Tying steps (bottom to top):
Bend hook
Wrap hook from bend to eye in silver flash
Yellow buck tail
Green flash
Neon green/chartreuse buck tail
Small amount of olive buck tail
Peacock herl
As with the first pattern, you can add red flash for gills at the end if you want
I try to keep these in a stumpy triangular shape since sunfish are not long and slender like many fish.
Click the image to open in full size.


Some of the areas around me have a lot of vegetation and especially a lot of lily pads. With these flies, I can throw it square in the middle of a big salad pile and strip it right through. It will even skate on top of the lily pads if it has to.

The most important thing to remember when using bend backs is to go slow when stripping through vegetation (if you can). Many people assume that pulling it through fast will be better but in reality this exposes the hook more and will give you a greater chance of actually catching the weeds.

When I build my bend backs, I like the hook point to be about 1/8 of an inch below the top portion of material (excluding anything flying way up when its dry like the peacock herl in the Fatal Attraction). You want the hook point to slide through the remaining material easily during a take, but not too easily that it exposes itself constantly around vegetation.

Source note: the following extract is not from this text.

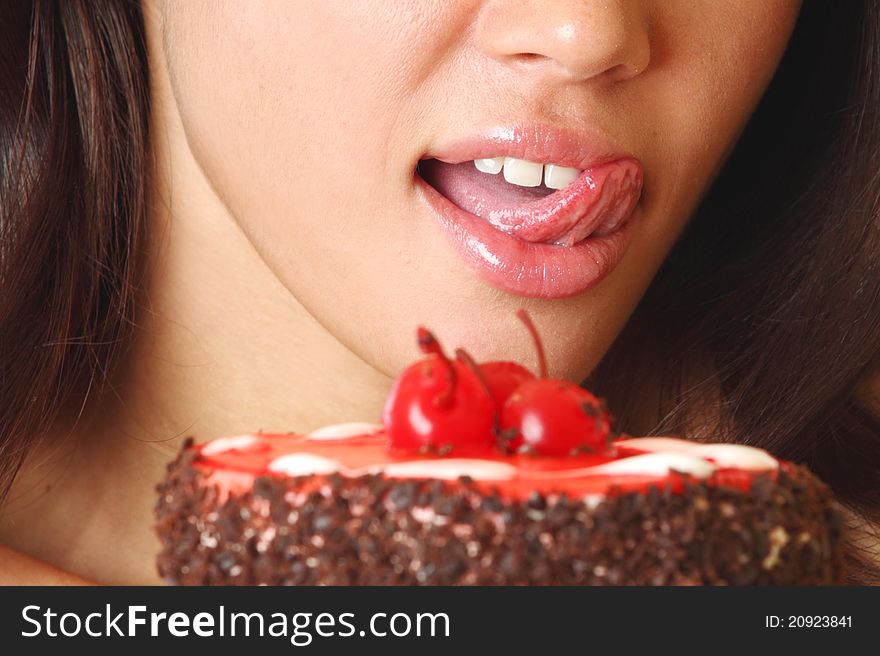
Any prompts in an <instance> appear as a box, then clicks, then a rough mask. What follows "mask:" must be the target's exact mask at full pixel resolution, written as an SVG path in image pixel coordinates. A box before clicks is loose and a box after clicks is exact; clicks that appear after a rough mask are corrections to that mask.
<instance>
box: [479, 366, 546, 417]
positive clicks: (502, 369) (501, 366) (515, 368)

*Special Note* - When bending the hook for these types of flies, get a nice wide, flat pair of pliers (preferably the type without grooves in the jaws). When clamping down, put the entire hook eye down to the point you want to bend within the jaws. What I mean by this is that the pliers should be on the same plane as the fly, pointing down the shank of the hook. This ensures that you wont break the eye or crack the shank while you bend.

Last edited by nick k; 07-12-2013 at 07:43 AM.